How to apply Mobius inversion formula

**mathematicaphoenix** · December 31st 2011, 06:27 PM

How do you apply Mobius inversion formula
' If $f(n)$ and $g(n)$ are arithmetic functions satisfying
$g(n)=\sum_{d\mid n}f(d)$
then
$f(n)=\sum_{d\mid n}\mu (d)g(\frac{n}{d})$ '

How do you get identities like
$\frac{1}{\zeta (s)}=\sum_{n=1}^{\infty }\frac{\mu (n)}{n^{s}}$
or

If
$\ln \zeta (s)=\sum_{n=1}^{\infty }\frac{\zeta_p(sn) }{n}$ (2)
where
$\zeta_p(sn)$
is the prime zeta function. When Mobius inversion formula is applied to (2) gives
$\zeta_p(s)=\sum_{n=1}^{\infty }\frac{\mu (n) }{n}\ln \zeta (sn)$ (3)

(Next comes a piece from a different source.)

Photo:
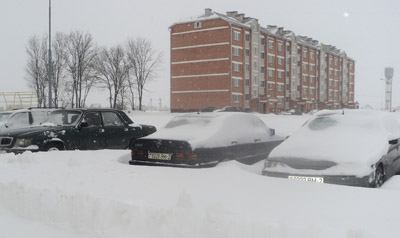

Can anyone explain how to get (3) by applying Mobius inversion to (2)

Thanks
Nabigh

**PaulRS** · January 1st 2012, 02:17 PM

$\frac{1}{\zeta(s)} = \sum_{n\geq 1} \frac{\mu(n)}{n^s}$ .

To derive this from Möbius inversion formula as you ask, remember that $\left(\sum_{n\geq 1} \frac{f(n)}{n^s}\right)\cdot \left(\sum_{n\geq 1} \frac{g(n)}{n^s}\right) = \sum_{n\geq 1} \frac{h(n)}{n^s}$ where $h(n) = \sum_{d|n} f(d)\cdot g\left(\tfrac{n}{d}\right)$

So in fact $\left(\sum_{n\geq 1} \frac{\mu(n)}{n^s}\right) \cdot \zeta(s) = \sum_{\n\geq 1} {\tfrac{h(n)}{n^s}}$ where $h(n) = \sum_{d|n}\mu(n)$ (what is this sum equal to? apply Möbius inversion formula

)

Remark: Although this works, the problem is that Möbius inversion formula is first derived from the value of $\sum_{d|n}\mu(n)$ to start with ( another way would be to derive the above result from the fact that $\mu$ is multiplicative -factorizing the sum-, and then prove the inversion).

$\zeta_p(s) = \sum_{n=1}^{\infty} { \frac{\mu(n)}{n} \cdot \log \zeta(s\cdot n) }$ .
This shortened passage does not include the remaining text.